Okay, so we’re gonna let this shape represent the contract for us. And so we have a contract that’s listening on a channel and another contract that’s listening on a channel. In fact let’s use these to represent transactions not contracts. So these two transactions involve these two distinct channels. That block merge can do is notice whether or not these two channels are the same. If they are the same, then these two transactions have to be sequentialized. If they are not the same, then it is safe to run them side by side. So they can run at the same time. And we can do all of that sort of calculation inside a shard but the one thing that we have to do across all the transactions is we have to charge REV or the staking token associated it with this charge.

Greg Meredith 15:00
So every single transaction is going through a common resource.
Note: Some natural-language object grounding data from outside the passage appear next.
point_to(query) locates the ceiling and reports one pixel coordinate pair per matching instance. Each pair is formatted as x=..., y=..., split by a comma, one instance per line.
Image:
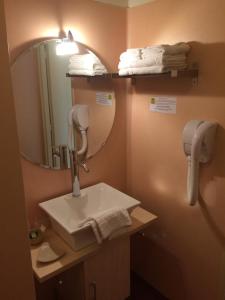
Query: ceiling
x=125, y=3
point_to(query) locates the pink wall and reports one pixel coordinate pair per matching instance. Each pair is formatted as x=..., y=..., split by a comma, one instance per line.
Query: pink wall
x=183, y=253
x=16, y=271
x=94, y=24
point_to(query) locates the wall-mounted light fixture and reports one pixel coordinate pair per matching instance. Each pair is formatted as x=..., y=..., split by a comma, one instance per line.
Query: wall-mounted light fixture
x=67, y=45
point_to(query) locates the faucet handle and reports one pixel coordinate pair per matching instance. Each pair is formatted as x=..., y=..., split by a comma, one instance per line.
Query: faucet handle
x=84, y=166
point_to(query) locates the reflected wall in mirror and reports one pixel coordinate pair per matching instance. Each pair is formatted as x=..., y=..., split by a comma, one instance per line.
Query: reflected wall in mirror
x=43, y=99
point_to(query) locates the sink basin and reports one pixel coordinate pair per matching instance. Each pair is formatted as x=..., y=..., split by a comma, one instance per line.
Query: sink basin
x=67, y=212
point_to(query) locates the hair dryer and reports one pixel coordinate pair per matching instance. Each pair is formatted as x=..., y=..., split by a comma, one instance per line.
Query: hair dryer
x=198, y=140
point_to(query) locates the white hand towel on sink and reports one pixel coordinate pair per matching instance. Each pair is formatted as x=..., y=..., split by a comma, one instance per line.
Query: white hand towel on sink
x=107, y=222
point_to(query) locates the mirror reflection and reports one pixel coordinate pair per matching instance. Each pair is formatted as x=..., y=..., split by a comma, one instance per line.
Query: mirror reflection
x=44, y=96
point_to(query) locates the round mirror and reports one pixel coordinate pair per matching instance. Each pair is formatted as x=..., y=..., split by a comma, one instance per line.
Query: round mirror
x=44, y=97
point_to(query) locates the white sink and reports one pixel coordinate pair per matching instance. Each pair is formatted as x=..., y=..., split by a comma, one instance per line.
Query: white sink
x=67, y=212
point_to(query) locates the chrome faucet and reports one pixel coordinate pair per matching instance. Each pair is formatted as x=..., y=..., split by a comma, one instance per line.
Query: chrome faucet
x=75, y=165
x=79, y=120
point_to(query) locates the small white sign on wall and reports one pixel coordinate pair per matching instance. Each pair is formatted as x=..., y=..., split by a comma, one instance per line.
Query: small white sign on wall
x=163, y=104
x=104, y=98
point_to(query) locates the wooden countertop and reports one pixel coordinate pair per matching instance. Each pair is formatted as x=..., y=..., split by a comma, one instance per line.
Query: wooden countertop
x=141, y=218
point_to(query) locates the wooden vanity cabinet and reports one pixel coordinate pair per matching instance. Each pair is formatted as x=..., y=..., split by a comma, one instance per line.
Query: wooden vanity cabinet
x=92, y=273
x=103, y=276
x=107, y=274
x=68, y=285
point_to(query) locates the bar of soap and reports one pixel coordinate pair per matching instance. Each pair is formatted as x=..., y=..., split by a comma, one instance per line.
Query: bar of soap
x=48, y=254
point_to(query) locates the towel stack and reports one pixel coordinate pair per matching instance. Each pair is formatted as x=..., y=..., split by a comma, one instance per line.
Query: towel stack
x=86, y=64
x=154, y=59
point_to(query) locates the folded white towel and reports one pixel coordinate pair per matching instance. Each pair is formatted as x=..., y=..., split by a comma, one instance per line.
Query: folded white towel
x=159, y=59
x=179, y=48
x=86, y=72
x=106, y=223
x=149, y=70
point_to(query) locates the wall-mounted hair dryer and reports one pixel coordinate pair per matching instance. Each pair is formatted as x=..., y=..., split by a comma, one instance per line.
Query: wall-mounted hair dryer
x=79, y=117
x=198, y=140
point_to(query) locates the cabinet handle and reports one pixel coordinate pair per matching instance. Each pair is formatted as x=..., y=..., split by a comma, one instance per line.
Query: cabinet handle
x=58, y=290
x=93, y=287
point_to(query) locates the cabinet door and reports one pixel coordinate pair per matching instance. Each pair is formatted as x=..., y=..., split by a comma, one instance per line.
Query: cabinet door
x=107, y=274
x=65, y=286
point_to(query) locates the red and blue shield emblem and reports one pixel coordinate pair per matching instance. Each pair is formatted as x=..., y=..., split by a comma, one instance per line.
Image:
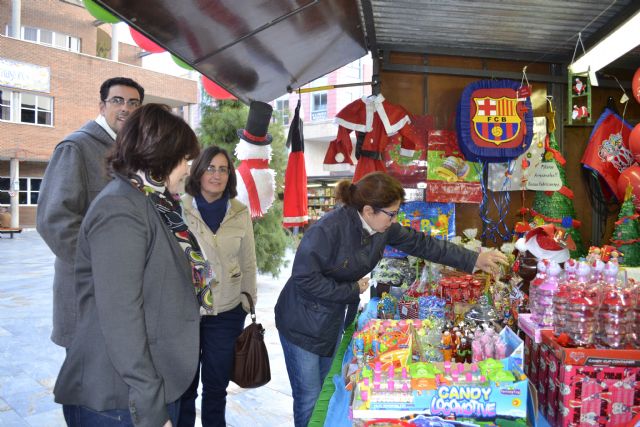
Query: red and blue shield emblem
x=493, y=124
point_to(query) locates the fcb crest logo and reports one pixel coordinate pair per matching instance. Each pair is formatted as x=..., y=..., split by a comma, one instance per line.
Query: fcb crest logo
x=493, y=124
x=496, y=119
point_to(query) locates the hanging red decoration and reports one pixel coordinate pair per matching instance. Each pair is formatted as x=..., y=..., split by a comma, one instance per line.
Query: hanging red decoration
x=144, y=43
x=215, y=90
x=631, y=177
x=635, y=85
x=634, y=142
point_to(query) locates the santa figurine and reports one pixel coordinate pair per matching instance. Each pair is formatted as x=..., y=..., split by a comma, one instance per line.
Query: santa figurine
x=547, y=242
x=579, y=87
x=256, y=182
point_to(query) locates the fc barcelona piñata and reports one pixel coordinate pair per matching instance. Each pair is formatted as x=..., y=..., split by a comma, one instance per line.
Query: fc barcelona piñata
x=493, y=124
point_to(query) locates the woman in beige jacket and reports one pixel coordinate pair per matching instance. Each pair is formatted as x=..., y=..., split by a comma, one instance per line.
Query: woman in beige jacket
x=223, y=228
And that common resource is the cost accounting. So the processing of all of these transactions goes through a common resource. And because they have to go through this common resource, that means that there’s some slowdown, because everybody’s touching this common resource, which is the cost accounting. Now we’ve done as much as we can to make it so that this is as efficient as possible. But there’s no way around it. Every shard has a common resource, which is the cost accounting that is involved in charging for every single transaction.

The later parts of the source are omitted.